There are many possible starting places (Wolfhill, Scone, Scone airport, St Martins), but I've marked one in the village of Kinrossie. This is the car park for the football pitch and play park, accessed via a narrow road down the side of the Van Vliet flower depot.
Fairly easy. Some of the tracks are rough and bone-jarring however, so the route is only recomended if you have decent suspension and everything is well secured to your bike!
The route feels like a series of little-travelled shortcuts and secret ways across farmland and through woods.

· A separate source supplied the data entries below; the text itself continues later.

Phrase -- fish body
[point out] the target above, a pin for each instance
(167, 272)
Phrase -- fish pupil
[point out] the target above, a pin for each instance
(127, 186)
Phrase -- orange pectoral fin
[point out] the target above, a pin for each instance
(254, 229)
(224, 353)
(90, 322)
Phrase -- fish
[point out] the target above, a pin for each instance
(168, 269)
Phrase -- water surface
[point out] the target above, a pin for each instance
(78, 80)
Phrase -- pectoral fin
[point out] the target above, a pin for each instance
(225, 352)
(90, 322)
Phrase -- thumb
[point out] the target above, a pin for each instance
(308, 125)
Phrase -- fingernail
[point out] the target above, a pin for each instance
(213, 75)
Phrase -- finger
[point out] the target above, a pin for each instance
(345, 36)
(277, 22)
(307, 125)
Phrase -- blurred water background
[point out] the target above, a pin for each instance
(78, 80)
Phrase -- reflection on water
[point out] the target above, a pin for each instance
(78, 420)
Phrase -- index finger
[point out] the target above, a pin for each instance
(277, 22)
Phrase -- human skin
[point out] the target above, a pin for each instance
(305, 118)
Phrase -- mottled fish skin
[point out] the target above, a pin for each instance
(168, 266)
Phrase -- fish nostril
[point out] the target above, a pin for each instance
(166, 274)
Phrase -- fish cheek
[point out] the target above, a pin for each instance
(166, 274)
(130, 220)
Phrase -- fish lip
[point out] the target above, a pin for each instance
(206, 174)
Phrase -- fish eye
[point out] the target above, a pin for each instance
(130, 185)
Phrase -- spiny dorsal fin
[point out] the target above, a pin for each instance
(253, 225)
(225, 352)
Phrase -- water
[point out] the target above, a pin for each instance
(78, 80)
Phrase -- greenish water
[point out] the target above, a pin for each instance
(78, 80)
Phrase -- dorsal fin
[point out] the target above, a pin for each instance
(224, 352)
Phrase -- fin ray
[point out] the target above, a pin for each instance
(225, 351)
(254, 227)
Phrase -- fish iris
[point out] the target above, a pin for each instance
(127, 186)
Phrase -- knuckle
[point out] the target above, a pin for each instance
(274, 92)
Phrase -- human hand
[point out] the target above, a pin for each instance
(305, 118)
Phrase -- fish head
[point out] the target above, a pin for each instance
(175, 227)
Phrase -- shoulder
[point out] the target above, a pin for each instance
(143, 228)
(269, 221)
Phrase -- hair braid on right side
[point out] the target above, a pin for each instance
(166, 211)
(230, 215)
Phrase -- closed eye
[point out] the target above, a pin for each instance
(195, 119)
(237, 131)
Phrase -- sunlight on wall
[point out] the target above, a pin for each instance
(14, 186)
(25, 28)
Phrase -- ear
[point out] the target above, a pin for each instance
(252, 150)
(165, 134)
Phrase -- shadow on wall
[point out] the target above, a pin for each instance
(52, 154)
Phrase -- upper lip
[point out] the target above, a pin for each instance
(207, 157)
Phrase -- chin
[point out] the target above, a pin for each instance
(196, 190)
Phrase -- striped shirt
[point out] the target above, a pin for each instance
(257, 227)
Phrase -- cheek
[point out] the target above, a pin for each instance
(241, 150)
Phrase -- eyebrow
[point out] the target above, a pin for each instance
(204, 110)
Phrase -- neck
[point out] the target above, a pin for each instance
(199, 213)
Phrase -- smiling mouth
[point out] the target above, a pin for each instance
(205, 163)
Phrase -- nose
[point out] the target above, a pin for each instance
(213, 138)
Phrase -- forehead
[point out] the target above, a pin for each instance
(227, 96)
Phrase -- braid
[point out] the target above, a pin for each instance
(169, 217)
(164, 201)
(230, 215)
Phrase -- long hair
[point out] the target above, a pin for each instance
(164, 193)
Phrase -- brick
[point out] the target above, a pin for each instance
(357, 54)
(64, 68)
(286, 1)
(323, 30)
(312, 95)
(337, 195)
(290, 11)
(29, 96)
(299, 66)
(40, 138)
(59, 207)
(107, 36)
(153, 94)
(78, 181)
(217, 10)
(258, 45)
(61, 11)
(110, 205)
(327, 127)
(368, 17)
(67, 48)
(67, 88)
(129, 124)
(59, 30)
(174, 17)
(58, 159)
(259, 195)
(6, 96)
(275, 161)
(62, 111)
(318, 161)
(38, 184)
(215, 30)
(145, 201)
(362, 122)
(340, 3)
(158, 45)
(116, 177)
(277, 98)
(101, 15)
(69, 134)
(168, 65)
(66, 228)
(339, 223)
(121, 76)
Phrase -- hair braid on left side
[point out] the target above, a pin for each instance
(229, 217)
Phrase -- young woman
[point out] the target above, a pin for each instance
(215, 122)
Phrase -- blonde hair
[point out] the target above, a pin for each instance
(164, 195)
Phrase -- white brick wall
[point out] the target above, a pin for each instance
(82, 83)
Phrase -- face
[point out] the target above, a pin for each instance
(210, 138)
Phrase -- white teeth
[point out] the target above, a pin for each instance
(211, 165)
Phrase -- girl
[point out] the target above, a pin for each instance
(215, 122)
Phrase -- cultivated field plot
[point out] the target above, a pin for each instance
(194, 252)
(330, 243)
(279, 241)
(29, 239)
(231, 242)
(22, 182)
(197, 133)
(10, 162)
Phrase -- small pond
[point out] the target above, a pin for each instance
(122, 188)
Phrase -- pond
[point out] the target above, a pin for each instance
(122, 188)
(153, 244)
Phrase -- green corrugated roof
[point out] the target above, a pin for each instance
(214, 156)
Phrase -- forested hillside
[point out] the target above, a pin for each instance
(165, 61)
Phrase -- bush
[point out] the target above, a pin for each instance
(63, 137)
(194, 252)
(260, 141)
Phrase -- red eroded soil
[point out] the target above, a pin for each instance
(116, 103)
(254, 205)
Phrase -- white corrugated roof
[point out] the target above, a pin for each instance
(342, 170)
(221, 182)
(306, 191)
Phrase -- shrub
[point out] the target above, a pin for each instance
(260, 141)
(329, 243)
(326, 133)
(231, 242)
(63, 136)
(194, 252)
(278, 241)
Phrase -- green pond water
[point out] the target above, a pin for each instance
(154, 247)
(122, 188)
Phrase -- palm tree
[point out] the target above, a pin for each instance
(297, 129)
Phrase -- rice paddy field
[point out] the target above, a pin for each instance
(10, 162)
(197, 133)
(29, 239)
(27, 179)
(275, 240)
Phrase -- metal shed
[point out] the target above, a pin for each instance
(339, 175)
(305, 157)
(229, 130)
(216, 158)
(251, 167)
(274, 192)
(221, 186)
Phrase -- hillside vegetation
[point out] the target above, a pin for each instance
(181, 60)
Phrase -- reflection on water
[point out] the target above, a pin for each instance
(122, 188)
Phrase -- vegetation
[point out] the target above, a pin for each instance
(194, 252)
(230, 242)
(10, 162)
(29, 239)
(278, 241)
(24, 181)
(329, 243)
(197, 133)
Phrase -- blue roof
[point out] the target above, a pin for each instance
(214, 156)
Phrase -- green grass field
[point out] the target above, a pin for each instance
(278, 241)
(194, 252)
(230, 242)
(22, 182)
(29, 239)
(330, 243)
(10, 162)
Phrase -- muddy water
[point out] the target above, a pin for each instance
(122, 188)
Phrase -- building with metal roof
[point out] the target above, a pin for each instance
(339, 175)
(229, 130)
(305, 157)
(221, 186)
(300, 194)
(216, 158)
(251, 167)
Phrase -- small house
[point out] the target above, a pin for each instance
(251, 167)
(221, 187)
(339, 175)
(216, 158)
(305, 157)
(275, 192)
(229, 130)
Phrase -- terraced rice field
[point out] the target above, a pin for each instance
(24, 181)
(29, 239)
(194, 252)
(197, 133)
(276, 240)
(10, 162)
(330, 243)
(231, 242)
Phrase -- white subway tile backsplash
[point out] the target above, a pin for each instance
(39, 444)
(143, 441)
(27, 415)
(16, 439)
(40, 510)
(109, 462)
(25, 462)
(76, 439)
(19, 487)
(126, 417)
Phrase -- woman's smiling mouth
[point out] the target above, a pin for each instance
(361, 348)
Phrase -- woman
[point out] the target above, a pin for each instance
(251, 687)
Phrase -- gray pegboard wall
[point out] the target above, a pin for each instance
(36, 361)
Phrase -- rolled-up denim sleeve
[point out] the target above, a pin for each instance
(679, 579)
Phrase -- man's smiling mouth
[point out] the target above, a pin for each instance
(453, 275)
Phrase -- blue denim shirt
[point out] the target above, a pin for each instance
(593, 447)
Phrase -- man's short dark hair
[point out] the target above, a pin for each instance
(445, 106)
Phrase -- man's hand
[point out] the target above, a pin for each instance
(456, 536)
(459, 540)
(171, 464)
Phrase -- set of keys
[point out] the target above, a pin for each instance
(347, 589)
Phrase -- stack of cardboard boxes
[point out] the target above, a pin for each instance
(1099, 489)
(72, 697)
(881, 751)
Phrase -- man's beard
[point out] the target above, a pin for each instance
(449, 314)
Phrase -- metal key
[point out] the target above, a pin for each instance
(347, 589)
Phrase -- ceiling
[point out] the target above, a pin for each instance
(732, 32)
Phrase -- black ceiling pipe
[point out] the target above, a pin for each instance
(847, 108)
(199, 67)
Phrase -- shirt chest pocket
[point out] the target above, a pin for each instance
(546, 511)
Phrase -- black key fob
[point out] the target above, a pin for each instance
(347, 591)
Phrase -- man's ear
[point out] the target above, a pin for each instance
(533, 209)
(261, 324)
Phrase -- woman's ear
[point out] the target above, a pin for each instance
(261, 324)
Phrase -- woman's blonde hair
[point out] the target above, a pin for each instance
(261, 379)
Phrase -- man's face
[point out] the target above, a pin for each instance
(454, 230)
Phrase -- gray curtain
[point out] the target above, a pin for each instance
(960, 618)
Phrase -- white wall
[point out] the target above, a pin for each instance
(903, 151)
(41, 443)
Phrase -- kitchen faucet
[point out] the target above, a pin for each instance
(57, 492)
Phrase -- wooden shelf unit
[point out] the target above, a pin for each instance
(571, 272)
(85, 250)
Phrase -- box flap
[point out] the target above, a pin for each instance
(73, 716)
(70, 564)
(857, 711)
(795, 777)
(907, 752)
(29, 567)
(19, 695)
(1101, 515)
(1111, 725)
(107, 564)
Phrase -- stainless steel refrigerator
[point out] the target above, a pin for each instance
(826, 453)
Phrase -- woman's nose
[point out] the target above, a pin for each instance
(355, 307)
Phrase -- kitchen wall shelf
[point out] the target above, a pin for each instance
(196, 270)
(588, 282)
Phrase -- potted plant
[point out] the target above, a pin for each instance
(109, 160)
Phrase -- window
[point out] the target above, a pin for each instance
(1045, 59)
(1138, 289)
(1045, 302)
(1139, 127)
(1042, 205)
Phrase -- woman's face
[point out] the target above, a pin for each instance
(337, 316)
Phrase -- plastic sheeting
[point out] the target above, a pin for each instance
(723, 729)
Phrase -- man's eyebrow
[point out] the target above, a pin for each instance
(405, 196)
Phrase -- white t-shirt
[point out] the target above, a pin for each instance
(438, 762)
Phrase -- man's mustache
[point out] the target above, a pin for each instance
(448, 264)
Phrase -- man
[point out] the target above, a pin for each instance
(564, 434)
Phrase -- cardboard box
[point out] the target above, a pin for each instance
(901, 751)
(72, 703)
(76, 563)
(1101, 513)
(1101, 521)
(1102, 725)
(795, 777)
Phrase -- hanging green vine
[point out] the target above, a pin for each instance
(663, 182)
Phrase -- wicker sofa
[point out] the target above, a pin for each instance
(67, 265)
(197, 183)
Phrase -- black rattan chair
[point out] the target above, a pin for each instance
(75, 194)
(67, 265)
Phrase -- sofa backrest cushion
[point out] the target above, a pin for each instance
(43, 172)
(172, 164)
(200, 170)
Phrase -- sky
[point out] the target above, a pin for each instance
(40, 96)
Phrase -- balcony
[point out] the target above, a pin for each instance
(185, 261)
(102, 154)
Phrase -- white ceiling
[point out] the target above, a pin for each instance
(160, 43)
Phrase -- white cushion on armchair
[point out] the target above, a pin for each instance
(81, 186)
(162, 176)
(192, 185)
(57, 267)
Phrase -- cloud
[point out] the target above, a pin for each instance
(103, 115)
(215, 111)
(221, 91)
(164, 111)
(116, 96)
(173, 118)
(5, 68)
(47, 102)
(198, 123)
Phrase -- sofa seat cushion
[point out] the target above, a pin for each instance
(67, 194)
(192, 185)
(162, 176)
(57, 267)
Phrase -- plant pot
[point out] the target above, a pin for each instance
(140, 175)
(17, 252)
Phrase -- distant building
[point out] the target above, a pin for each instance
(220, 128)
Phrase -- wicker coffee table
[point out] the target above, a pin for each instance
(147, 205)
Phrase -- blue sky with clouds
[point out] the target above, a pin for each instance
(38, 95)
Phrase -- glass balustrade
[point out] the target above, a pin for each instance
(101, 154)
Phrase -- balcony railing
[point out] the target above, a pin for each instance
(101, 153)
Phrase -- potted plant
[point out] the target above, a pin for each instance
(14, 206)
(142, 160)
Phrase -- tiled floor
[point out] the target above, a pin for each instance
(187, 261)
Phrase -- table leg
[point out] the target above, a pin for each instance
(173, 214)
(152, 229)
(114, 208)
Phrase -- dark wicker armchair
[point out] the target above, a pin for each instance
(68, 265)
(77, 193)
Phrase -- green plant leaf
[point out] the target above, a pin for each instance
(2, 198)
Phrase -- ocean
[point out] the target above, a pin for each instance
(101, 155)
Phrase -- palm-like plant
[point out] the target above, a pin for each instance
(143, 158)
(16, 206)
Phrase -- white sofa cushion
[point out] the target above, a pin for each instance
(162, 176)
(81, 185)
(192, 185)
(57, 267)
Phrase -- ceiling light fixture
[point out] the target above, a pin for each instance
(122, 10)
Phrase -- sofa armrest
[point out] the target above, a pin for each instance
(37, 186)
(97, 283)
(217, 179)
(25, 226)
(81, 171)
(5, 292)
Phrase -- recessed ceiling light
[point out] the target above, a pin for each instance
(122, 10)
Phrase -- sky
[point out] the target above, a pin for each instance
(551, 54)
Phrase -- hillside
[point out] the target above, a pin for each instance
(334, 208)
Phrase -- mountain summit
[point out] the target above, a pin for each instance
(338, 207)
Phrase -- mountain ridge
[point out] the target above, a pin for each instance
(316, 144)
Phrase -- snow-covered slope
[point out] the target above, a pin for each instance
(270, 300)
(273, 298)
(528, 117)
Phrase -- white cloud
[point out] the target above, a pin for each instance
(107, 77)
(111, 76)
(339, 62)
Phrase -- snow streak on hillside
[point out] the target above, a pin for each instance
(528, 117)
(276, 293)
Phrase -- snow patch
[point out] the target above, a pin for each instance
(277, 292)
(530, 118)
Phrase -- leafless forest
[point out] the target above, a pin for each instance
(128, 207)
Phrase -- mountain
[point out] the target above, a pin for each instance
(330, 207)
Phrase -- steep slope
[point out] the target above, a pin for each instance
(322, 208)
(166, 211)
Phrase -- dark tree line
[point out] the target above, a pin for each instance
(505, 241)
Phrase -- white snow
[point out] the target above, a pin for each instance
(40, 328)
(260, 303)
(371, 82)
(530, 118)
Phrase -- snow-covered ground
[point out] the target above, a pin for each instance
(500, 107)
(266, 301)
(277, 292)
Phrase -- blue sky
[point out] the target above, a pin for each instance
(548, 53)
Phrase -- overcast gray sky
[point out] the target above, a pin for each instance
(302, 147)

The route starts at Kinrossie, takes you through Dunsinnan Wood to Wolfhill then St Martins, and onwards to a short circuit around Muirward Wood. It returns the way you came but instead of going back to Wolfhill, takes you into the western part of Dunsinnan Wood then back to Kinrossie. Note that the short section between Kingswell and Dunsinnan house may be fairly overgrown (but passable) in summer - long trousers will help avoid nettle problems.
There is little useful signage so you'll need to be good at following your map, but you are never too far from civilisation. The route is almost all off road, with a few short tarmac stretches including 1km on the main A94 near the end. An alternative return would be via Balbeggie after St Martins, and the B953 to Kinrossie, which avoids the ascent out of St Martins, and crosses the A94 rather cycling on it, instead requiring a few miles on pleasant country road.
A spectacular Scots Pine named King of the Forest, with the largest girth ever recorded for this species, can be visited with a short diversion in Muirward Wood. It is located at approx NO144286 - look for a rough track heading downhill northwards along the edge of a cleared area, with a fallen tree just visible blocking the path where it enters the wood again. You'll need to go around or over the fallen tree, and the King of the Forest, with its three trunks, is just a couple of minutes further into the trees.
There's also a spectacular pale blue pine tree of a different species at NO138277, on the corner of the junction of the tracks.